Barney se acercó y la estrechó entre sus brazos.

—Porque todo el mundo menos tú, mi querida niña, sabe que no hay vuelta atrás. Es como un tren que va ladera abajo a toda velocidad y sin frenos.

—Puede ocurrir un milagro —sollozó Amy.

—Supongo que sí —asintió él, pero ella sabía que lo decía para hacer que se sintiera mejor—. Olvidémoslo durante los próximos días —dijo en voz baja—. Al fin y al cabo, es nuestra luna de miel.

El teatro estaba algo más que medio vacío. Antes de que se alzara el telón y se apagaran las luces, Ivor Novello, el guapísimo protagonista del espectáculo, salió al escenario y le pidió al público que estaba al fondo y en el entresuelo que se sentara en las primeras filas. Todo el mundo aplaudió. Amy y Barney se pusieron delante para llenar los espacios vacíos y permitir que se sentara más gente.

—Supongo que así es como va a ser a partir de ahora —comentó la mujer de mediana edad que llevaba un vestido de noche de satén rosa salpicado de lentejuelas cuando Amy se sentó junto a ella. Amy se preguntó si debería comprarse un vestido de noche.

—¿Qué quiere decir? —preguntó.

—Las cosas ya no volverán a ser como antes. Habitualmente, a los que estamos delante nos ofendería que los del entresuelo vinieran a unirse a nosotros. Al fin y al cabo, nuestras localidades son mucho más caras. Pero ahora que la guerra prácticamente ha empezado, estamos todos juntos en este teatro y no nos importa. ¿No le parece que es mucho más agradable ahora que estamos sentados todos juntos? —El ajetreo había cesado y los asistentes estaban esperando a que se alzara el telón.

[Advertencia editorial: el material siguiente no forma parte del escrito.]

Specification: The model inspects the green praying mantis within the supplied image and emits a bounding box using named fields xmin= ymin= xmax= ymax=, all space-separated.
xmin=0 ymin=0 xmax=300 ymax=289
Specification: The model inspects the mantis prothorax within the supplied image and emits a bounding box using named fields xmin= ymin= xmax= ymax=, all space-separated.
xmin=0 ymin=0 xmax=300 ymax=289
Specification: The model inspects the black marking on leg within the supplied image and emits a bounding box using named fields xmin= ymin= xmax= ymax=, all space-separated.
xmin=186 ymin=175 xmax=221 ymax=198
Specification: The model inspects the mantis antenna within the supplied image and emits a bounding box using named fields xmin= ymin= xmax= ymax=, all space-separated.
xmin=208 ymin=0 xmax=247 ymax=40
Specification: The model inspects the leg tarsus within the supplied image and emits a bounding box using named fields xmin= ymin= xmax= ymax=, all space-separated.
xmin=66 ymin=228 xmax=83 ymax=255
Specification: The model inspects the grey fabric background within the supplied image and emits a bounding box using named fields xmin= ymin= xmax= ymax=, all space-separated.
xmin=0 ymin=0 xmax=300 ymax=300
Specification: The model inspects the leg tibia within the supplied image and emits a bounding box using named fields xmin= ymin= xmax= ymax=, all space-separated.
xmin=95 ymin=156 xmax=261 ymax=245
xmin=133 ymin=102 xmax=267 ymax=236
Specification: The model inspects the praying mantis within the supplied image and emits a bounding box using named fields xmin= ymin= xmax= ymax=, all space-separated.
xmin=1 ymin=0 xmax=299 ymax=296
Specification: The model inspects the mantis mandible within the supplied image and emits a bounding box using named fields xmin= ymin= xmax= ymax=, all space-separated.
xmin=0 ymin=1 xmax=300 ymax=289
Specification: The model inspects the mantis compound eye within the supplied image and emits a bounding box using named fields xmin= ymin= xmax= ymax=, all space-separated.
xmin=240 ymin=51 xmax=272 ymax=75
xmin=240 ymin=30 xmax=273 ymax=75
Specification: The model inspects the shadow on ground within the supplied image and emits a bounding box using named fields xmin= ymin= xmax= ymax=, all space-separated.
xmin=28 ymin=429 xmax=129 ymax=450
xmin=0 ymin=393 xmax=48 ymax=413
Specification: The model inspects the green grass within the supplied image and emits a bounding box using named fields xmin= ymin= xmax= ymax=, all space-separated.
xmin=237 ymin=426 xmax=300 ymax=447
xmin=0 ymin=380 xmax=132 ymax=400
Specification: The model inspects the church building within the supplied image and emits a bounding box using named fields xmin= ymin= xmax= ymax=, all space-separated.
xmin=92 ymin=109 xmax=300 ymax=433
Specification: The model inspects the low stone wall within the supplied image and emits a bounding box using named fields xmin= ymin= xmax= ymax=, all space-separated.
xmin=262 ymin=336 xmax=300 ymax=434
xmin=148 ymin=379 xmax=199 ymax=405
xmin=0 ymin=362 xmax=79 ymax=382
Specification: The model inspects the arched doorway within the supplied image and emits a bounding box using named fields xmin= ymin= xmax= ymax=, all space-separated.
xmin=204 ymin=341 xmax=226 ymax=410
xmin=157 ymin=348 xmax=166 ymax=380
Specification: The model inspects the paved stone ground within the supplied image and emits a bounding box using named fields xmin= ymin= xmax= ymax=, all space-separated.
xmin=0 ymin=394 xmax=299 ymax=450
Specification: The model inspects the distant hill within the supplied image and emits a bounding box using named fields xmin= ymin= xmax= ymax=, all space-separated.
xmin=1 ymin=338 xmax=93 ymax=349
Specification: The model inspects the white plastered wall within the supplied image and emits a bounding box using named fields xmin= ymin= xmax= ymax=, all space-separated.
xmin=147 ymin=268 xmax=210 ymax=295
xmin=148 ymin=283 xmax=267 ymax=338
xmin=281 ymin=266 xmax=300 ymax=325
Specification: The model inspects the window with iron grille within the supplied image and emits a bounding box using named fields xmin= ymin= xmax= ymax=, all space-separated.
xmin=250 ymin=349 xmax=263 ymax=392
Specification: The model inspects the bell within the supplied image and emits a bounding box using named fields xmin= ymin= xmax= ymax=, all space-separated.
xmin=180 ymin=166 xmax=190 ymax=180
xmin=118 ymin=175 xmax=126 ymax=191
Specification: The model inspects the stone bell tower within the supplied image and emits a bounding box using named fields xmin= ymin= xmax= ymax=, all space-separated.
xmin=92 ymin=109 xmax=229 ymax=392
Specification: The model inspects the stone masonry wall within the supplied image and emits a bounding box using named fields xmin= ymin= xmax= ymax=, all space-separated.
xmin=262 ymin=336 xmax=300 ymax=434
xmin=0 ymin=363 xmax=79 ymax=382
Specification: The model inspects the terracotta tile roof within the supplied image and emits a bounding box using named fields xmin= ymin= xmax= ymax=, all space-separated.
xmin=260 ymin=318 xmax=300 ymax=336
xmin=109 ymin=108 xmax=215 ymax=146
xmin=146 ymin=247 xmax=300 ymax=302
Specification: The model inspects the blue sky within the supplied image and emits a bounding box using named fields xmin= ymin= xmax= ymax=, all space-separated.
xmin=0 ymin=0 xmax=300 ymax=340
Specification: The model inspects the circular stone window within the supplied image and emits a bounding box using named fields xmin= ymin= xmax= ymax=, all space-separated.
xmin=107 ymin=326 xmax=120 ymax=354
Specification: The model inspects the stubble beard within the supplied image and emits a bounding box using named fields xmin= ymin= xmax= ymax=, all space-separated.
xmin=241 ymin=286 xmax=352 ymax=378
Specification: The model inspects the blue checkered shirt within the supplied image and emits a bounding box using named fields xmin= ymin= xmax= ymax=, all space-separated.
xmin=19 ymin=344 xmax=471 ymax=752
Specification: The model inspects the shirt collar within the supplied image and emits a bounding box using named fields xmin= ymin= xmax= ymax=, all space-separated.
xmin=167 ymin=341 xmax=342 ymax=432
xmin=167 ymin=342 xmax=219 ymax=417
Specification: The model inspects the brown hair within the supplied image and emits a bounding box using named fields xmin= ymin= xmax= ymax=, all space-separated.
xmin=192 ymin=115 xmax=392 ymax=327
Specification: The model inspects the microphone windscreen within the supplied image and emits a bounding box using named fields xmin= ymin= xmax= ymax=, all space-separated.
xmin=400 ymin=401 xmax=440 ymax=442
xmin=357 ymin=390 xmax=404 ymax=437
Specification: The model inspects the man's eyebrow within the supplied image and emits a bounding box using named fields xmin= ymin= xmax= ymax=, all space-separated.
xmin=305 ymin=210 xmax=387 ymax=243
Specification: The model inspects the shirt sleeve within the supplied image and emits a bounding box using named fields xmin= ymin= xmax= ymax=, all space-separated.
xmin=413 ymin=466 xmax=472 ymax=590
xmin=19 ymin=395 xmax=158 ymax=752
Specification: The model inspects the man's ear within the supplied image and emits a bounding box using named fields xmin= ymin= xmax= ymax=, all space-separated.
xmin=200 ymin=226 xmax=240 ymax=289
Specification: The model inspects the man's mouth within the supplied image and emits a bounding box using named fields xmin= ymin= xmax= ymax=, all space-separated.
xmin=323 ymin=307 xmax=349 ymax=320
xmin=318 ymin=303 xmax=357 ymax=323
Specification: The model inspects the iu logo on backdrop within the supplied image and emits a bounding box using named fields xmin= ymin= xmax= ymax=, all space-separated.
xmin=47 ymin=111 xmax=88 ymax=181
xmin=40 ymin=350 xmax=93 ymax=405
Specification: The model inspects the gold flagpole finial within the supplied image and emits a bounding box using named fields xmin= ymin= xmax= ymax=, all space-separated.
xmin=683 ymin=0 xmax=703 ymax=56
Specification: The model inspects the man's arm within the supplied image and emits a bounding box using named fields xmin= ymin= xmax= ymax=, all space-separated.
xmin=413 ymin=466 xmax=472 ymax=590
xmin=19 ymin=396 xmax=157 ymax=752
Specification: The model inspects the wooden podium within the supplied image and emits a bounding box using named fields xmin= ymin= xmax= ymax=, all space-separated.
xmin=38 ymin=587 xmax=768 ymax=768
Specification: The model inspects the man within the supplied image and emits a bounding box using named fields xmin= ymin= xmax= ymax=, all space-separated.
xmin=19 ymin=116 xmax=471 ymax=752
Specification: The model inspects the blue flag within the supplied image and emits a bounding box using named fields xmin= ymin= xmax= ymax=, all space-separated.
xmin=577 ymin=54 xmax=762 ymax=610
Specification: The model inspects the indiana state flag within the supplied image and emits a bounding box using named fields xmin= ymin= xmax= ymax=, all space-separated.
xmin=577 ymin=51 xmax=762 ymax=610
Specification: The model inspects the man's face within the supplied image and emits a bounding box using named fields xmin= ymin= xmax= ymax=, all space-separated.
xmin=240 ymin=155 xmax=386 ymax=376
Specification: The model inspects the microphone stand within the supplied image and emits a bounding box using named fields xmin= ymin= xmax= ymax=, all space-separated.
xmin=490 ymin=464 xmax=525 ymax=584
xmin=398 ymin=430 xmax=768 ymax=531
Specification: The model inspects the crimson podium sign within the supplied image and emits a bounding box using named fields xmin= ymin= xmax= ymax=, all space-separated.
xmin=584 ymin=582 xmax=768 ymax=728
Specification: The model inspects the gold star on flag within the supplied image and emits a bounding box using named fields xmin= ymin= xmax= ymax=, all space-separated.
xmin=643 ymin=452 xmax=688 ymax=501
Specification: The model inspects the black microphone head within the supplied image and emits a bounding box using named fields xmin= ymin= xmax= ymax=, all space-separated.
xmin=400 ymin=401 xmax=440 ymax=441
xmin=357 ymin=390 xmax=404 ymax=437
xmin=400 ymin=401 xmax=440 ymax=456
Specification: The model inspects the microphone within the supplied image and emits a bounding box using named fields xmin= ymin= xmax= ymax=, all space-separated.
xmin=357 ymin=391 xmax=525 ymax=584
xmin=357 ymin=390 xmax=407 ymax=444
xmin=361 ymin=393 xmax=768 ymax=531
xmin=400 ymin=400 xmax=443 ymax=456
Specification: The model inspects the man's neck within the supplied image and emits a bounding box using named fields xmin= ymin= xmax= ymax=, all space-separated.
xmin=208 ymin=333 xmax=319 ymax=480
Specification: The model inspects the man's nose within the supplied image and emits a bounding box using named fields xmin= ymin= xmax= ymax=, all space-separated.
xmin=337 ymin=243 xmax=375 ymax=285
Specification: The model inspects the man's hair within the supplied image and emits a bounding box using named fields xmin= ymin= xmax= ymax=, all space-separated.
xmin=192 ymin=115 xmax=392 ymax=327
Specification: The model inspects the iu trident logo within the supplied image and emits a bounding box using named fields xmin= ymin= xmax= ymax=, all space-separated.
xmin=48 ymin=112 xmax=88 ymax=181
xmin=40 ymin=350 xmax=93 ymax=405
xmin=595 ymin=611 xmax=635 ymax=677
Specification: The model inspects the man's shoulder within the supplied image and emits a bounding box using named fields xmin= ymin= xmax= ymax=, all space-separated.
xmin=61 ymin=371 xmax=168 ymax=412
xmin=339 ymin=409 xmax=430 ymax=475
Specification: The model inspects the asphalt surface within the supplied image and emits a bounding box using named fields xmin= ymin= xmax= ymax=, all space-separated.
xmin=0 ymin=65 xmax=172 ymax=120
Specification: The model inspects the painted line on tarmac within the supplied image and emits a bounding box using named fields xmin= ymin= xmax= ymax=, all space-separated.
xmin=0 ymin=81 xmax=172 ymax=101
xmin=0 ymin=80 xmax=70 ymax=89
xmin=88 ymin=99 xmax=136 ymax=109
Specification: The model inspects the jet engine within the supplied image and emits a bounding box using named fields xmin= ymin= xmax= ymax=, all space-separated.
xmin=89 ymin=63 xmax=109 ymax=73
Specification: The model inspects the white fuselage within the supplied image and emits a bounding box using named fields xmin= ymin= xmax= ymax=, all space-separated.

—Supongo que sí —asintió Amy.

Había un ambiente más cálido, pero lo estropearon los comentarios de la mujer sobre la guerra.

Al día siguiente hubo más señales de guerra: una batería de ametralladoras en Hyde Park, por ejemplo; letreros en las tiendas grandes que indicaban a los clientes dónde refugiarse si sonaba la alarma antiaérea; sacos de arena delante de los edificios importantes, y bastante gente que llevaba un tanto cohibida sus máscaras de gas en cajas sobre los hombros. Una mujer había hecho una bonita funda de ganchillo para la suya, con flores en relieve en los seis lados.

Caminaron por Oxford Street y tomaron café en Selfridges. Barney paró un taxi que los llevó a Harrods, «la tienda más famosa de Inglaterra», dijo, «y probablemente la más cara».

Amy casi se desmaya al ver el precio de la ropa. Barney, que era increíblemente generoso, no se ofreció a comprarle nada, aunque se llevó un precioso estuche para cubiertos de cuero negro forrado de terciopelo como regalo para Charlie y Marion.

—Hasta a Marion le gustará esto —comentó Amy—. Puede que le ponga una sonrisa en esa cara tan triste.

—¿Y qué puedo hacer para poner una sonrisa en tu cara, Amy? —le dijo Barney al oído. Amy le susurró algo a su vez y él dijo—: sus deseos son órdenes, señora Patterson. —Tras lo cual llamó a un taxi y volvieron al hotel, de donde no salieron hasta casi la hora del té.

A la mañana siguiente, jueves, cuando bajaron a desayunar, unos cuantos huéspedes se habían reunido en el vestíbulo y estaban oyendo la radio. Barney sugirió que deberían enterarse de las últimas noticias, pero Amy repuso que no le interesaban las noticias mientras estuviera en Londres.

—Pediré el desayuno —decidió—. ¿Qué quieres?

—De todo —contestó Barney—, y diles que me gustan las tostadas bien hechas. —Tenía el apetito de un caballo.